Author: Meresimani Vosawale-Katuba, Director – South Pacific, PASAI
After the Office of the Auditor-General (OAG) of Fiji established a Quality Assurance (QA) function in 2017, the benefits went beyond assurance that the SAI’s audit engagements complied with ISSAIs. It also enabled the SAI to implement improvements to its audit methodology and Quality Control (QC) system.
Despite quality assurance being new territory for the OAG Fiji, there were certain elements that set the new function on a pathway to success.
Just two existing staff members formed the new QA team, but they had sound technical knowledge and appropriate audit experience. Critically, they also had the support of the Auditor-General and his executive management team.
The team benefitted from the INTOSAI Development Initiative’s weeklong training for QA reviewers and used PASAI’s Quality Assurance Manual as a useful reference to guide its activities. There was also QA materials from AFROSAI-E and guidance from the Tasmania Audit Office (through a SAI twinning programme funded by the Australian Department of Foreign Affairs and Trade).
Finally, the OAG already had an effective QC system and documented ISSAI-based audit methodology in place.

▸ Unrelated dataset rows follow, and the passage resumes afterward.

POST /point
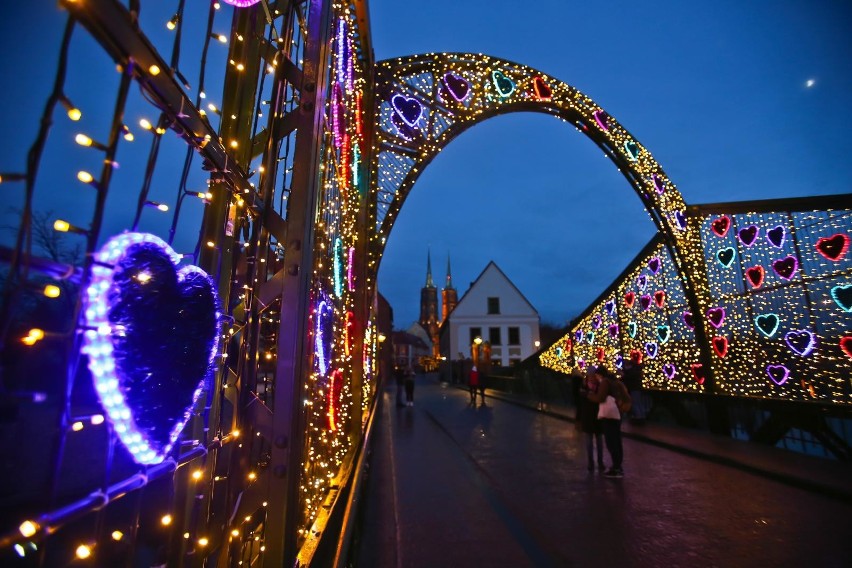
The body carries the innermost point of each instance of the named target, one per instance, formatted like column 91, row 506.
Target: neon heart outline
column 770, row 330
column 460, row 83
column 652, row 349
column 791, row 337
column 824, row 242
column 783, row 263
column 777, row 242
column 716, row 317
column 720, row 345
column 542, row 90
column 721, row 252
column 99, row 346
column 498, row 76
column 746, row 237
column 844, row 303
column 755, row 281
column 719, row 221
column 400, row 104
column 770, row 370
column 654, row 264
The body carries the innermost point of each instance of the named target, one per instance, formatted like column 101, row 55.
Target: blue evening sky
column 715, row 90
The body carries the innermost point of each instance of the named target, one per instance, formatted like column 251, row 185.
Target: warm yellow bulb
column 83, row 551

This provided a benchmark for the OAG’s work to be measured against during a QA review.
The QA team reported directly to the Auditor-General and was soon maintaining a database of findings from all its QA reviews. The database highlighted ‘key focus areas’ audit teams needed to work on. The team conducted awareness sessions of the significant or recurring findings from the QA reviews. It held separate sessions for the preparers and the reviewers of working papers.

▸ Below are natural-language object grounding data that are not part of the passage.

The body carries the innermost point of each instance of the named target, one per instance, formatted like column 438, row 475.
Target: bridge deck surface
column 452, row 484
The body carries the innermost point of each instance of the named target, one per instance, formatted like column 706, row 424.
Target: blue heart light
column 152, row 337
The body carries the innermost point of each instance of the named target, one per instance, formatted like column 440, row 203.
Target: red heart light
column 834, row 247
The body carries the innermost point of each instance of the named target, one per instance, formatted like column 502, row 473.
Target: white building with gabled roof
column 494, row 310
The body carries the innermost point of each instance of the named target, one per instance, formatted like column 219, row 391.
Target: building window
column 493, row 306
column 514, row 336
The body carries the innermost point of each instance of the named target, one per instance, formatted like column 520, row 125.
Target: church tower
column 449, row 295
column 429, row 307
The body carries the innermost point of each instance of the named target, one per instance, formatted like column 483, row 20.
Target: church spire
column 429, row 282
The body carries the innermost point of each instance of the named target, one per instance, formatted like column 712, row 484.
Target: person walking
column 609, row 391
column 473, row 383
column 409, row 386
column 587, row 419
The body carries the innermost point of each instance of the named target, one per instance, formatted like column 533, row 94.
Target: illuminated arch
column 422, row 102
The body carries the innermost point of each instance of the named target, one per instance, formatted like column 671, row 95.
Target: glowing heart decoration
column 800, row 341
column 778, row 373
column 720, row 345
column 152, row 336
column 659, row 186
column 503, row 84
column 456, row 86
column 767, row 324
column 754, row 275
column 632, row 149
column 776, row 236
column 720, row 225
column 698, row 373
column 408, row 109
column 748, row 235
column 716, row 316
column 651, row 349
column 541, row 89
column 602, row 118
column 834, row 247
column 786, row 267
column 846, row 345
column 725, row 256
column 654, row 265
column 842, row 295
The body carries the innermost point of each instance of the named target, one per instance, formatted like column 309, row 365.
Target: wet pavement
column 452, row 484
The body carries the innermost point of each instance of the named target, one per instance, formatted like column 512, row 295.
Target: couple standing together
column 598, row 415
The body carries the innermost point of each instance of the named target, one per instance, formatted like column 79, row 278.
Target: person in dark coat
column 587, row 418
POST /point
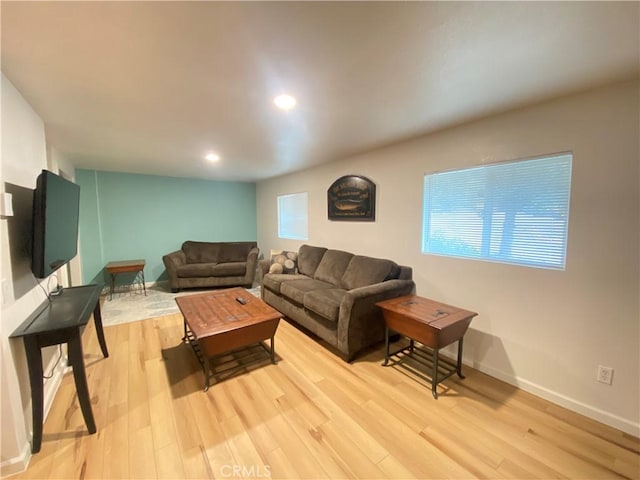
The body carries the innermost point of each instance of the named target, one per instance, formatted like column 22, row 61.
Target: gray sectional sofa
column 212, row 264
column 334, row 293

The QA team’s composition has changed from its inception, but it continues to conduct awareness sessions so fellow staff keep ‘key focus areas’ in mind while performing audits.

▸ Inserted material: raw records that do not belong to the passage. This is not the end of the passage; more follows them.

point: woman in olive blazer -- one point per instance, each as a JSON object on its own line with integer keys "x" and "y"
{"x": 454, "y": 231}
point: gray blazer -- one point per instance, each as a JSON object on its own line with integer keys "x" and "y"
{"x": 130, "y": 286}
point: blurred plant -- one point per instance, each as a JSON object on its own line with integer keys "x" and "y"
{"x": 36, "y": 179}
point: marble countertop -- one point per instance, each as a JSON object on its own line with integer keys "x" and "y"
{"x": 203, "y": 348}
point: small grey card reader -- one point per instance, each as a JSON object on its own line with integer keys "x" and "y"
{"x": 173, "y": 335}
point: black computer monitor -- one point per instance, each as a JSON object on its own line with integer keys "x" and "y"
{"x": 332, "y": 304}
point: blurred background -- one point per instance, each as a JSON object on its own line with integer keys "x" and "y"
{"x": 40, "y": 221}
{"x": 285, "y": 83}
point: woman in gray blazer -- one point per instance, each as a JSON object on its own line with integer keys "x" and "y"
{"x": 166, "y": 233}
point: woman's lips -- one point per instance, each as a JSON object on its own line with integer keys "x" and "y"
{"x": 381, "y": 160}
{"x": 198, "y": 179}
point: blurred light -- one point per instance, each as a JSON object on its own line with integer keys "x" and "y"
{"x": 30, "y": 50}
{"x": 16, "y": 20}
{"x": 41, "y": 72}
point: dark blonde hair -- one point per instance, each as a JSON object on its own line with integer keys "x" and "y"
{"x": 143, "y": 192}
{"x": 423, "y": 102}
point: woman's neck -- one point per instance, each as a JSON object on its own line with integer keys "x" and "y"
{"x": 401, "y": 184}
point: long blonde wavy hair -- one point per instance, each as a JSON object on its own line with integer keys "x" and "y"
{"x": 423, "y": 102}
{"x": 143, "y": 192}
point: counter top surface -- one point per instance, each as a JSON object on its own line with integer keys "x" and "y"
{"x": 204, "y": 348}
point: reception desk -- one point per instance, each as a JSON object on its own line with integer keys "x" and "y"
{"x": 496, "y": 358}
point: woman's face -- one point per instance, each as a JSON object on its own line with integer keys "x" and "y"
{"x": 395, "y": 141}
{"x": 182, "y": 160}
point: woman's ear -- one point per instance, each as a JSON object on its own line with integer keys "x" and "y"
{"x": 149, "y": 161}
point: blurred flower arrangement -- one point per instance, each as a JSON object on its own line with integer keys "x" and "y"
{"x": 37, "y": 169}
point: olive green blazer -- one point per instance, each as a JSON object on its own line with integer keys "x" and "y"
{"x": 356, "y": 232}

A significant impact of SAI Fiji’s QA reviews is that teams are more careful to ensure quality in their audit working papers, and to obtain sufficient and appropriate audit evidence. The SAI’s audit engagement teams also appreciate how a sufficient and rigorous risk assessment affects the planned audit approach.
Significantly, the independent QA function assisted the OAG to identify and address areas for improvement in its audit methodology. This resulted in a consistent approach to quality across the SAI.
Quality audits are achieved when audit engagements are done consistently, in line with the requirements and principles of ISSAIs, within a strong system of quality controls, and in an environment where auditors practice the fundamental principles of objectivity, independence, integrity and ethical behaviour.
Simply put, achieving quality audits takes time and needs collaboration and commitment from everyone involved in the audit quality management system at a SAI. This process is therefore a continuous journey of improvement for a SAI and its people.
Continually finding better ways to conduct audits enables SAIs to provide value-adding insights to auditees. This is the foundation for providing value to citizens.